1938, l’architettura recupera la Memoria

“Cosa resta del lavoro e della memoria degli architetti ebrei che hanno lavorato in Italia durante il ventennio fascista e che hanno poi subito la cancellazione, o la sospensione dagli albi? Come recuperare la memoria di quei professionisti che hanno subito ingiusta persecuzione e la cui carriera e realizzazione è stata bruscamente troncata?”. Sono alcuni degli interrogativi, come ha spiegato la studiosa Eirene Campagna, che rappresentano il punto di inizio di un ampio progetto di ricerca. Un lavoro dedicato ad approfondire e raccontare l’impatto delle leggi razziste del 1938 in un ambito specifico: l’architettura.
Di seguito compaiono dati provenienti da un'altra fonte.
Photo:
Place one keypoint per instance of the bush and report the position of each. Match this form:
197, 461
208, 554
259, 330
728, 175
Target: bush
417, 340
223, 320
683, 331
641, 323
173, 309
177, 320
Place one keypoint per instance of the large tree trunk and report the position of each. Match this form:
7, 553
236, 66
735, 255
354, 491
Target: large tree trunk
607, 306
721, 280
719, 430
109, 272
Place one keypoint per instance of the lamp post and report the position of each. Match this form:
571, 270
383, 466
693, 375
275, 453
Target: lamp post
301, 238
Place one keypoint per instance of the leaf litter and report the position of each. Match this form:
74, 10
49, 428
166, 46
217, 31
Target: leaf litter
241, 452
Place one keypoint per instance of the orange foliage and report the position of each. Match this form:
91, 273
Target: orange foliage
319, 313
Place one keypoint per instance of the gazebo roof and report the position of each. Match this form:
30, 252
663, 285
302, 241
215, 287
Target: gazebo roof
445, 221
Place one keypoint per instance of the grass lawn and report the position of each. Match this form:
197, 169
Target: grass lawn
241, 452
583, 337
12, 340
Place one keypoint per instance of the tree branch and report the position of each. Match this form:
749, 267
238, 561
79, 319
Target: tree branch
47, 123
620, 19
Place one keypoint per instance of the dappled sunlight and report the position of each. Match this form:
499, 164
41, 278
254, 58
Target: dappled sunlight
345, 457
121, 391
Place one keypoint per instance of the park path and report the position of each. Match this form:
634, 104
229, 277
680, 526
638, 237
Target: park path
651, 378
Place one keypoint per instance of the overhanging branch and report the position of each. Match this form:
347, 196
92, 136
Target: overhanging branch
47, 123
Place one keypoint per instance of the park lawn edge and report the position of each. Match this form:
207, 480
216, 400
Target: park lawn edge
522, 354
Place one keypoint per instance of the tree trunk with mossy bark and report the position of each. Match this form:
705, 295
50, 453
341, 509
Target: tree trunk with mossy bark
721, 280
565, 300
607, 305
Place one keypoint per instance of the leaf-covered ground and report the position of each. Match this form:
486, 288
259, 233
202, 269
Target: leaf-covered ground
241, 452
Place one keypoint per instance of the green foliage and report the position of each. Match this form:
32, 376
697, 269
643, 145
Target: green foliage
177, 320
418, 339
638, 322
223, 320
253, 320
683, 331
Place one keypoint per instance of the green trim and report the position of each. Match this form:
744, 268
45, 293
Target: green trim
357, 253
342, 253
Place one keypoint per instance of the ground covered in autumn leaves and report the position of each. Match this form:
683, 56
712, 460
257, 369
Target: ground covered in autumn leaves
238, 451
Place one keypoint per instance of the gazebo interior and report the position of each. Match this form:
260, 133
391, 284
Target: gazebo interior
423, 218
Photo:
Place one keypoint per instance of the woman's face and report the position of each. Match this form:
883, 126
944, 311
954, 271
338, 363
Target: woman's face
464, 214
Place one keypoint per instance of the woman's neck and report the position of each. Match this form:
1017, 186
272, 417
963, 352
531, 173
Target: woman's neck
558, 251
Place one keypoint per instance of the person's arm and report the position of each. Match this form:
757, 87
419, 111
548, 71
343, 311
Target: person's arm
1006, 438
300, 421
La ricerca, i cui primi risultati sono stati presentati in queste ore, è parte integrante di “Architecture and remembrance”, progetto culturale che vede coinvolti gli Ordini degli architetti di Milano, Bologna, Roma, Ferrara, insieme a Fondazione Cdec, Fondazione Maxxi e all’Università Comenius di Bratislava. Primo passo di questa iniziativa di ampio respiro, sostenuta con fondi europei, un convegno internazionale. “Con questo convegno – le parole di Marialisa Santi, presidente della Fondazione dell’Ordine degli Architetti di Milano – inizia il percorso che ci porterà a parlare di architettura e leggi razziali in diversi formati e linguaggi. Confidiamo che questa narrazione così articolata, costruita grazie al lavoro di tutti i membri del partenariato, ci permetta di coinvolgere non solo i colleghi ma anche un pubblico più ampio offrendo un’occasione di riflessione e di conoscenza di storie personali ma anche di opere del nostro Novecento”. 
In apertura di convegno, a dare un quadro del progetto del gruppo di lavoro, è stato il direttore della Fondazione Cdec Gadi Luzzatto Voghera. “Abbiamo scelto di dedicarci allo studio delle sorti degli architetti costretti a lasciare il proprio Paese a causa di leggi razziste e antisemite per poter continua a disegnare e creare. Per poter continuare a pensare liberamente. Ma abbiamo anche scelto di seguire i destini di quegli architetti che sono rimasti a vivere come perseguitati nei loro paesi d’origine, e hanno subito la perdita dei diritti e la deportazione, quando non sono riusciti – nei casi più fortunati – a salvarsi grazie all’aiuto di concittadini solidali e coraggiosi. Per tutta l’Europa si è trattato di una profonda ferita culturale, sulla quale siamo chiamati a riflettere”. Nel corso della presentazione, il direttore della Fondazione Cdec, ha portato alcuni esempi di architetti segnati dalle discriminazioni e persecuzioni: Giorgio Cavaglieri, Paul Engelmann, Alfred Grotte, Marie Frommer, Marcel Hermann Ianco, Luigi “Gino” Levi-Montalcini.
Luzzatto Voghera ha poi evidenziato come il progetto sia un lavoro di archivio che avrà diversi sbocchi. “Il primo è questo primo seminario, in cui presentiamo alcuni risultati delle nostre ricerche negli archivi e scambiamo esperienze di ricerca. Uno dei gruppi di lavoro, guidato dall’Ordine degli Architetti di Bologna, sta lavorando a un video-documentario su alcune importanti figure di architetti che hanno subito la persecuzione. Un altro gruppo di lavoro, coordinato dalla Fondazione Maxxi, sta progettando una mostra sugli architetti colpiti dagli atti discriminatori. Infine, un gruppo di lavoro guidato dall’Ordine degli Architetti di Ferrara sta lavorando a una graphic novel per raccontare la storia di alcuni di questi architetti, che si rivolgerà in particolare al target giovanile e a una pubblicazione”. Iniziative dunque diverse con un due obiettivi comuni: “informare e sensibilizzare la comunità professionale e il pubblico in generale sulle discriminazioni subite dagli architetti ebrei durante i regimi nazifascisti. E fare memoria delle discriminazioni e dell’antisemitismo che hanno portato all’esclusione di molti architetti dai loro campi professionali, come strumento di vita per prevenire l’intolleranza futura e per promuovere il dialogo intorno alle loro storie, decostruendo il discorso che porta all’intolleranza”.